Editorial: Faith Fourth marked return of largest community events

Published 12:00 am Thursday, July 8, 2021

The Faith Fourth of July marked an important milestone this year, and it’s not the one you think.

While the event marked its 75th edition, the Faith Fourth also brought together the largest crowd at a community event in more than a year. Photos from concerts in the run-up to the parade on Monday showed large crowds of people gathered in the park used for Fourth of July festivities. Main Street was lined with people, with some sports four or five people deep.

Photos of crowds like that might be routine in non-COVID times, but they look unusual after the previous 16 months or so.

There are simultaneously good and bad aspects to events returning with crowds in the thousands.

The bad aspects are easy to spot. COVID-19 is still a threat, and most Rowan County residents haven’t built immunity to the virus through a vaccination or previous positive test. That means most people who live in the county are still at risk of catching the virus, which can be deadly for people who aren’t medically compromised or elderly. Even one death is too many when a safe, effective vaccine is available.

Crowded events can result in new, unvaccinated people contracting COVID-19.

Still, the Faith Fourth parade and many of the popular outdoor community events in the immediate future — Cheerwine Festival, Pops at the Post, Farmers Day and the Dragon Boat Festival — don’t rise to the level of super-spreader-type events even with large crowds because people spread out, move around or  generally gather with friends, family or coworkers. When you’re outside, fresh air disperses droplets containing COVID-19. So, people are much less likely to breathe in enough to become sick.

Making new connections and rekindling old ones is a major benefit of returning to regular community events. Organizers don’t put together fun events for their own benefit; though, they may enjoy the planning process and seeing it through to completion. They do it to see the smiles on people’s faces and create enjoyable experiences for people who live in the same community.
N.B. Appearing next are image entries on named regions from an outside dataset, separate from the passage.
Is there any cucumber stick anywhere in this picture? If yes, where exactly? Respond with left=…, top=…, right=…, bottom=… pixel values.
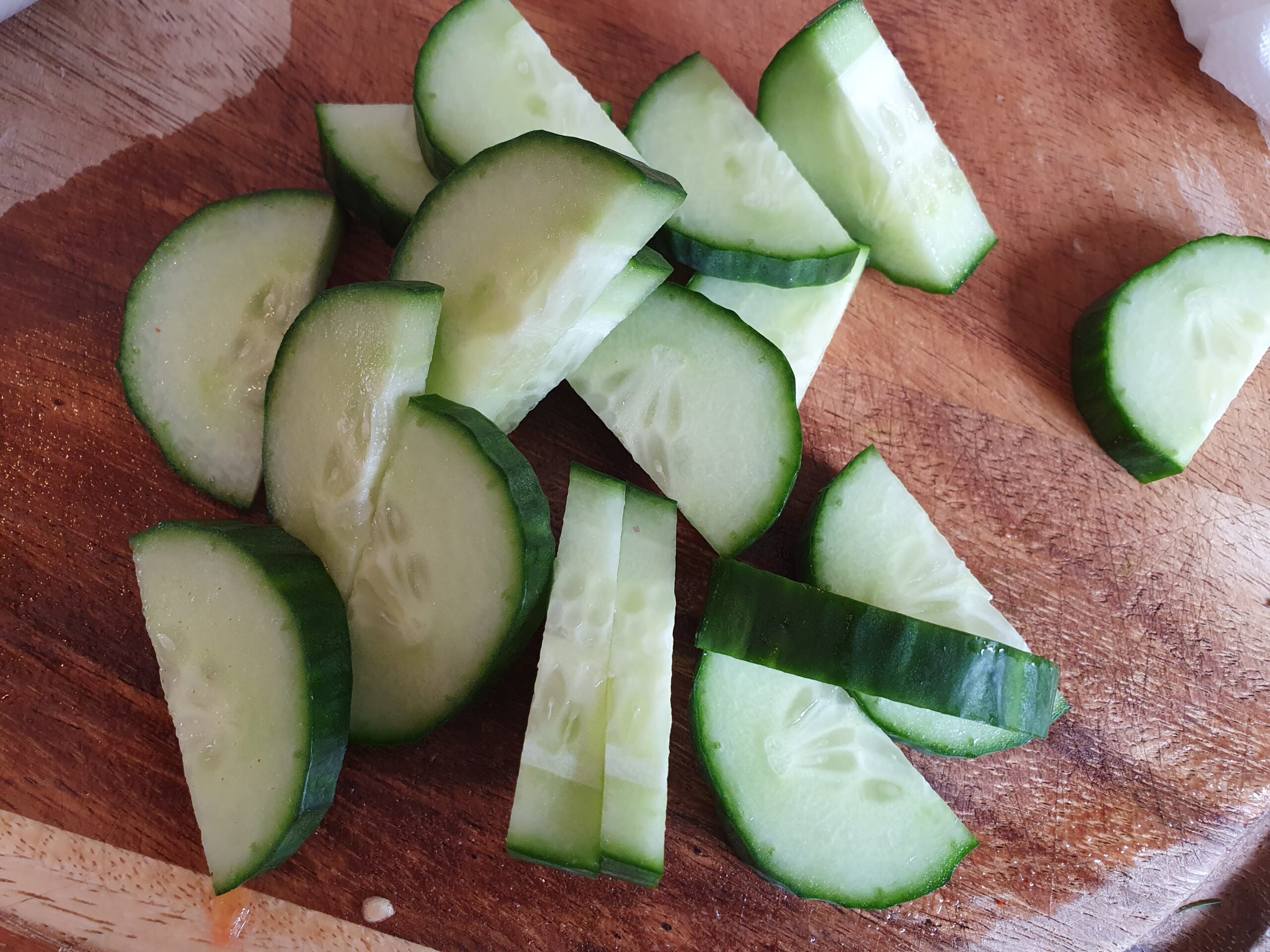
left=414, top=0, right=640, bottom=178
left=1072, top=235, right=1270, bottom=482
left=697, top=558, right=1058, bottom=737
left=569, top=284, right=803, bottom=555
left=391, top=129, right=683, bottom=431
left=801, top=447, right=1067, bottom=757
left=626, top=54, right=861, bottom=287
left=118, top=190, right=343, bottom=508
left=692, top=654, right=978, bottom=909
left=131, top=522, right=351, bottom=893
left=314, top=103, right=437, bottom=245
left=758, top=0, right=997, bottom=293
left=689, top=249, right=869, bottom=404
Even people with a high tolerance for risk have spent much of the last year engaged in their individual, curated silos — both in person and online. It means they’ve had opinions reinforced, done little in terms of meeting new people and probably spent an unhealthy amount of time on social media. People with a lower-than-normal tolerance for risk have probably spent an unhealthy amount of time stuck in a room with their own family members or away from other people.

Human beings are a social species, and regular social interaction is important for our general well-being. This means more than social media or seeing people through high-resolution screens.

So, let’s mark the Faith Fourth as the beginning of a social season — preferably one where crowded events happen mostly outdoors — and encourage people to remove themselves from the comfort zones they’ve formed in the previous 16 months so Salisbury and Rowan County can recreate the social connections that create a community.